Nuraini Muhamad Shukri

Personal information
- Full name: Nuraini binti Muhamad Shukri
- Nationality: Malaysian
- Born: 20 August 1995 (age 30)

Sport
- Sport: Para-cycling
- Disability class: C1

Medal record
Women's Para-cycling
Representing Malaysia
Road World Championships
| Bronze medal – third place | 2025 Ronse | Time trial C1 |
Asian Para Road Championships
| Gold medal – first place | 2025 Phitsanulok | Time trial C1 |
| Gold medal – first place | 2025 Phitsanulok | Road race C1 |

= Nuraini Muhamad Shukri =

Malaysian para-cyclist (born 1995)

Nuraini binti Muhamad Shukri (born 20 August 1995) is a Malaysian para-cyclist.

==Career==
Nuraini represented Malaysia at the 13th Asian Para Road Cycling Championships in February 2025, winning gold medals in both time trial C1 event and road race C1 event.

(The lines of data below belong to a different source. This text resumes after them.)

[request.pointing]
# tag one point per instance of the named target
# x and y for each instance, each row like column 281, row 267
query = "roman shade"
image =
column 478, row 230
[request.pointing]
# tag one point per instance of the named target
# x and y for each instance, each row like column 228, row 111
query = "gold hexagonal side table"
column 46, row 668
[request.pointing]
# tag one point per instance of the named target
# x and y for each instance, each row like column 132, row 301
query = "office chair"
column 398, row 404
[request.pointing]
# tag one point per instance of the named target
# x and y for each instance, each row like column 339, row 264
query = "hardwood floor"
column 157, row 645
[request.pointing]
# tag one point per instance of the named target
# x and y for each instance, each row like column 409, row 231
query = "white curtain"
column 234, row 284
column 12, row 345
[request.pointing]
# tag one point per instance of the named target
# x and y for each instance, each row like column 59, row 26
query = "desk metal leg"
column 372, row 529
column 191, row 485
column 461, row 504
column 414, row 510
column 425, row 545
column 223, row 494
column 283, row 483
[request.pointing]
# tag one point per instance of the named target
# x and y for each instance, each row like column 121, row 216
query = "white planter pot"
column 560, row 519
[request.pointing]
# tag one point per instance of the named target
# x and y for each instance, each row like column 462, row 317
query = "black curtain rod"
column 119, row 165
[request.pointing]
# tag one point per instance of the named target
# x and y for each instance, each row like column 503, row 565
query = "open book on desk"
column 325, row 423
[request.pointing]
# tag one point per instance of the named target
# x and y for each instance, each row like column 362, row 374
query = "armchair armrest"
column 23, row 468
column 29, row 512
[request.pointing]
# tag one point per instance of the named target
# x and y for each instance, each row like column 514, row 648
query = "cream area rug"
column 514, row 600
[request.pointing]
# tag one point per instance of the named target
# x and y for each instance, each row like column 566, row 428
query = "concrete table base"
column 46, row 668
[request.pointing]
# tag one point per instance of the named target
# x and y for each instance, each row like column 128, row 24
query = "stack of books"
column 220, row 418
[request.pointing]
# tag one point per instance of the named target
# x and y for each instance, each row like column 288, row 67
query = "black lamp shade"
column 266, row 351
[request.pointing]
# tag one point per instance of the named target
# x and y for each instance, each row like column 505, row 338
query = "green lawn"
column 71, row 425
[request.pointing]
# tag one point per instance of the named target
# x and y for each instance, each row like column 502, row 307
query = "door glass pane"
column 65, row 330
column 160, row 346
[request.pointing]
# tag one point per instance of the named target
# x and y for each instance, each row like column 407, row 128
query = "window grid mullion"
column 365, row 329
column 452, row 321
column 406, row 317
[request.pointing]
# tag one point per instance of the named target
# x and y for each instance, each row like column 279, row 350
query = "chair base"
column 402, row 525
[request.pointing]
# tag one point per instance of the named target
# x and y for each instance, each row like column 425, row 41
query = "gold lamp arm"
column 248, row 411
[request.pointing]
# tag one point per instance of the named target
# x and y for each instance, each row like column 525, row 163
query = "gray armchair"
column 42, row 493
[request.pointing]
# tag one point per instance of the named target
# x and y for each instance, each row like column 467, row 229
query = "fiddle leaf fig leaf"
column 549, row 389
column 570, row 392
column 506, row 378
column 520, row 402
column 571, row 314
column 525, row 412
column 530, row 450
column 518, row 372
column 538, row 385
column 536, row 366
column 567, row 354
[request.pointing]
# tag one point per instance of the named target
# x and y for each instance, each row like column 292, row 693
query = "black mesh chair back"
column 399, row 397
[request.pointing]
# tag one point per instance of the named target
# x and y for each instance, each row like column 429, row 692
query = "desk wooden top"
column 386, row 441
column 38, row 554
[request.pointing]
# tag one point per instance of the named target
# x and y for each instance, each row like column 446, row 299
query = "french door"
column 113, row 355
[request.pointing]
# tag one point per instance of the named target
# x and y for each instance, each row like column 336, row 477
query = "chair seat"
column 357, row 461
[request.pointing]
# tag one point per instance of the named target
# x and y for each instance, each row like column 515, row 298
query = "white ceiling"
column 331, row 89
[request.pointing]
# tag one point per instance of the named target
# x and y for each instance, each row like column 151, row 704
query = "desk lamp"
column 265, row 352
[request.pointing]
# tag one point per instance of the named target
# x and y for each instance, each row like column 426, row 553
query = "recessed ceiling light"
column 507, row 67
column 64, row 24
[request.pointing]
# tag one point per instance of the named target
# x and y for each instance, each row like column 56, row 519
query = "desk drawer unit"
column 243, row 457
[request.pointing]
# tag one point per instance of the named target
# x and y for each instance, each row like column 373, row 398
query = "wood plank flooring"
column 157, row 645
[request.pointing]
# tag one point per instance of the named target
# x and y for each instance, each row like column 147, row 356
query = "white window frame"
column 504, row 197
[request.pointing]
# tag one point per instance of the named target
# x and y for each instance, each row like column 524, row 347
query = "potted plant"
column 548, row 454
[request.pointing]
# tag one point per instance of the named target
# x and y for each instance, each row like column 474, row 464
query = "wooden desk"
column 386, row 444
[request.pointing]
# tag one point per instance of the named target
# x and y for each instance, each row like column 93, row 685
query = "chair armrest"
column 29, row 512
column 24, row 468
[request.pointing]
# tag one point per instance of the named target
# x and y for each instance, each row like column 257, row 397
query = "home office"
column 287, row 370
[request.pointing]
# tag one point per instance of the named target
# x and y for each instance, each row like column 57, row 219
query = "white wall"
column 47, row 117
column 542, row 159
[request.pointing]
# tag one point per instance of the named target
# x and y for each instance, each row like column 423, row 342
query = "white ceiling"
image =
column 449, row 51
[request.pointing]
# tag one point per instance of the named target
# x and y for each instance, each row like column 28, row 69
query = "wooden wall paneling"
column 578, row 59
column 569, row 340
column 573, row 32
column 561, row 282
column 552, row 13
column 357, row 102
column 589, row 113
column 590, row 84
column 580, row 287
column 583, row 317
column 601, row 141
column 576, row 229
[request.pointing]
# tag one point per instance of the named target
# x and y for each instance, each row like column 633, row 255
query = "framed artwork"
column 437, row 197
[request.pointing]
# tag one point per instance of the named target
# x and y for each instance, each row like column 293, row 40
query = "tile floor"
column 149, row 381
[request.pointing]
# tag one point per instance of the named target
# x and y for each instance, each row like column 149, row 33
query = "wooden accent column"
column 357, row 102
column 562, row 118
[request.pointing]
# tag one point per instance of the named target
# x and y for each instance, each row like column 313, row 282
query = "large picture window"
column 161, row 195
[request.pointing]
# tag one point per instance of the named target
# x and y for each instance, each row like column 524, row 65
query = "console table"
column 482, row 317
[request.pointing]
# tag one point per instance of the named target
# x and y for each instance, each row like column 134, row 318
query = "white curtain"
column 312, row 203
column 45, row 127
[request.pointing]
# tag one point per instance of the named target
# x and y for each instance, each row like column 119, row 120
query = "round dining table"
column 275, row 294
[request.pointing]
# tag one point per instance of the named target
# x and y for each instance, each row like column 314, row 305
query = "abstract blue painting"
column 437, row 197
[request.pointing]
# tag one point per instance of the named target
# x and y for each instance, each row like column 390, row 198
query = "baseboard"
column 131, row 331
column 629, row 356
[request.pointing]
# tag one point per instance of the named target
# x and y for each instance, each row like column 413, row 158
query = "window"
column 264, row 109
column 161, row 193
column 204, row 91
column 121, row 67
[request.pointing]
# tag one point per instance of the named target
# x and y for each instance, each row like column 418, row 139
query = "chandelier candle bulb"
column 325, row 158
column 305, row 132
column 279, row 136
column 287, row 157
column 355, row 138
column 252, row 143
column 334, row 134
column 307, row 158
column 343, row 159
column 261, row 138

In August 2025, Nuraini represented Malaysia at the 2025 UCI Para-cycling Road World Championships and won a bronze medal in the time trial C1 event, with a time of 26:07.99. She became the first Malaysian woman to medal at the Road World Championships.

Besides cycling, Nuraini also participated in Para-athletics track events. Representing the state of Perak, she won 1 gold and 1 silver in the 200m T36 and 100m T36 respectively at the 2024 Para Sukma Games.